Now Bart, since you broke Grandpa's teeth, he gets to break yours."

"Let us all bask in television's warm glowing warming glow."

"And Lord, we are especially thankful for nuclear power, the cleanest, safest energy source there is. Except for solar, which is just a pipe dream."

"Sometimes the only way you can feel good about yourself is by making someone else look bad. And I'm tired of making other people feel good about themselves!"


"Ah, good ol' trustworthy beer. My love for you will never die."

"I want to share something with you: The three little sentences that will get you through life. Number 1: Cover for me. Number 2: Oh, good idea, Boss! Number 3: It was like that when I got here."

"Quiet you kids. If I hear one more word, Bart doesn't get to watch cartoons, and Lisa doesn't get to go to college."

"Don't you ever, EVER talk that way about television."

"Your mother has this crazy idea that gambling is wrong. Even though they say it's okay in the bible."

"No matter how good you are at something, there's always about a million people better than you."

"Marge, there's an empty spot I've always had inside me. I tried to fill it with family, religion, community service, but those were dead ends! I think this chair is the answer."

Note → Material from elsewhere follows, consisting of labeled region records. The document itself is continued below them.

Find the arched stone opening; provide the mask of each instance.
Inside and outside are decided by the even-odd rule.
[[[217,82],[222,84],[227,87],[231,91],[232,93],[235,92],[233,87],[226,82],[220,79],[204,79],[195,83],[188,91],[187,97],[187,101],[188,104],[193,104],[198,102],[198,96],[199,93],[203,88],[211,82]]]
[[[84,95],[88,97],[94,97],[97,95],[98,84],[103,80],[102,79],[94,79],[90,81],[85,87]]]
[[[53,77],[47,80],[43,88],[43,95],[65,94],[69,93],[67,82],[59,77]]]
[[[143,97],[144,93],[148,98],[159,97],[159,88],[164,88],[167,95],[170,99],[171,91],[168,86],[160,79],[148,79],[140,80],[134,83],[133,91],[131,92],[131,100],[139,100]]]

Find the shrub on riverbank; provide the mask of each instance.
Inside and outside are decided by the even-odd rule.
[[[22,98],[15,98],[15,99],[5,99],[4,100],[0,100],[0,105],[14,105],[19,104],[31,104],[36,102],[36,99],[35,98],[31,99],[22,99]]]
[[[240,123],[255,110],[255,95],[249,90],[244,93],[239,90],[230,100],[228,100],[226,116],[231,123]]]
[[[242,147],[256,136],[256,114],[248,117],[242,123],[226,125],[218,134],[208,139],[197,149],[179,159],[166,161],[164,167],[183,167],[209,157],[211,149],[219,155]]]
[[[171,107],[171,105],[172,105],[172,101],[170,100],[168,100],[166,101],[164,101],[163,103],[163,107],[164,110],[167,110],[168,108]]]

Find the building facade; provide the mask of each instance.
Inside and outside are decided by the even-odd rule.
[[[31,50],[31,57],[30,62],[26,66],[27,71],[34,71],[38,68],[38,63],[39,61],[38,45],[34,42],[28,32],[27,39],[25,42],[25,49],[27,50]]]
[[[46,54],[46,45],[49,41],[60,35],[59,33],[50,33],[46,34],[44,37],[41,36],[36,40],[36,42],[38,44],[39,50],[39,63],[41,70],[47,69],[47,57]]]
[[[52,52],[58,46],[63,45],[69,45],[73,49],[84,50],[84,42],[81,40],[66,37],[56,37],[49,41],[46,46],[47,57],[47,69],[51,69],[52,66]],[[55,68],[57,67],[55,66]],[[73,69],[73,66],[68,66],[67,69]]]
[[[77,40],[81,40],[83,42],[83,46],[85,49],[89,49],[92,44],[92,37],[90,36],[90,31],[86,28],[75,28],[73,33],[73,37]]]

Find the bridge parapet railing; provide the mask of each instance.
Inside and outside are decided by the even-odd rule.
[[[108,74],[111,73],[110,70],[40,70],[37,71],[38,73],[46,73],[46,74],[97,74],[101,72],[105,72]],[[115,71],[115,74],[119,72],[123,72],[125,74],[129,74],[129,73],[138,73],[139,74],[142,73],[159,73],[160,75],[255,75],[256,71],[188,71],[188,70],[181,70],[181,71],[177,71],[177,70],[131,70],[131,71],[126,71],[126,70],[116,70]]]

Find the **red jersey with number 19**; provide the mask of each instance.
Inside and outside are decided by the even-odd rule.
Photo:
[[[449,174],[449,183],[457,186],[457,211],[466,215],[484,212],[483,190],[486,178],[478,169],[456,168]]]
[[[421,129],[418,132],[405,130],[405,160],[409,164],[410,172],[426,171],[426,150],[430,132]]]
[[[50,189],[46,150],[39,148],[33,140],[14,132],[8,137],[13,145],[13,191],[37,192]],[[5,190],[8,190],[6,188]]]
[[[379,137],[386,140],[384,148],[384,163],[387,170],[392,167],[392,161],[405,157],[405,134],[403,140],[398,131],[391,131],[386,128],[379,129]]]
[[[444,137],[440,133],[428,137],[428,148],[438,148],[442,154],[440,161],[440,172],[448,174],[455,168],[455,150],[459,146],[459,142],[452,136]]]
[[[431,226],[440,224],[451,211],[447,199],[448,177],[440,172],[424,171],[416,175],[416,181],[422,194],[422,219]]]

"I'm not a bad guy! I work hard, and I love my kids. So why should I spend half my Sunday hearing about how I'm going to Hell?"

"When it comes to compliments, women are ravenous blood-sucking monsters always want'n more... more... MORE! And if you give it to them, you'll get plenty back in return."

"If something goes wrong at the plant, blame the guy who can't speak English."

"Kids, kids. I'm not going to die. That only happens to bad people."

"Marge, I'm going to miss you so much. And it's not just the sex. It's also the food preparation."

"Ah, TV respects me. It laughs with me, not at me!"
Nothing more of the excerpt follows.